Question & Answer: Can you walk me thru the solution for this problem? …P3-33. Thanks in advance!…..

Can you walk me thru the solution for this problem? …P3-33. Thanks in advance!

Cost Accounting, Student Value Edition Plus MyAccountingLab with Pearson eText — Access Card Package (15th Edition)

Lifetime Escapes generates average revenue of $7,500 per person on its 5-day package tours to wildlife parks in Kenya. The variable costs per person are as follows:

Airfair………………………..$1,600

Hotel ………………………..$3,100

Meals………………………..600

Transportation…………….300

Park tickets/other costs…700

Total………………………….$6,300

Annual fixed costs total $570,000.

1] Calculate the number of package tours that must be sold to break even.

2]Calculate the revenue needed to earn a target operating income of $102,000.

3] If fixed costs increase by $19,000, what decrease in variable cost er person must be achieved to maintain the breakeven point calculated in A.

4]The general manager of Lifetime Escapes proposes to increase the price of the package tour to $8,200 to decrease the breakeven point in units. Using information in the origional problem, calculate the new breakeven point in units. What factors should the general manager consider before deciding to increase the price of the package tour?

Expert Answer

 

1. Contribution margin per unit = Unit Revenue – Unit Variable Costs = $ 7,500 – $ 6,300 = $ 1,200

Number of package tours that must be sold to break even = Annual Fixed Costs / Contribution Margin per Unit = $ 570,000 / $ 1,200 = 475 package tours.

2. Contribution margin ratio = Contribution margin / Revenue * 100 = $ 1,200 / $ 7,500 * 100 = 16%

Revenue needed to earn target operating income of $ 102,000 = ( Fixed Cost + Target Operating Income) / Contribution Margin Ratio = $ ( 570,000 + 102,000) / 16% = $ 4,200,000

3. If fixed costs increased by $ 19,000, revised fixed cost = $ 589,000

Unit contribution margin = $ 589,000 / 475 = $ 1,240

Hence, variable costs would need to decrease by $ 40. per person.

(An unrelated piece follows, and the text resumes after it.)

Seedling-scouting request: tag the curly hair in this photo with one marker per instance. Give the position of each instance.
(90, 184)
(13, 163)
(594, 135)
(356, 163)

In other words, the new variable costs would need to be $ 6,300 – $ 40 = $ 6,260 per person.

4. New contribution margin per package tour = $ 8,200 – $ 6,300 = $ 1,900.

New breakeven point in units = $ 570,000 / $ 1,900 = 300 package tours.

The factors that the general manager should consider:

a. Whether it would be possible to earn the same operating income at the new price per package, as the company was earning with unit price of $ 7,500.

b. Would there be many takers at $ 8,200 per package tour.

a. Price being charged by competitors offering similar products.

b. Losing customers and market share.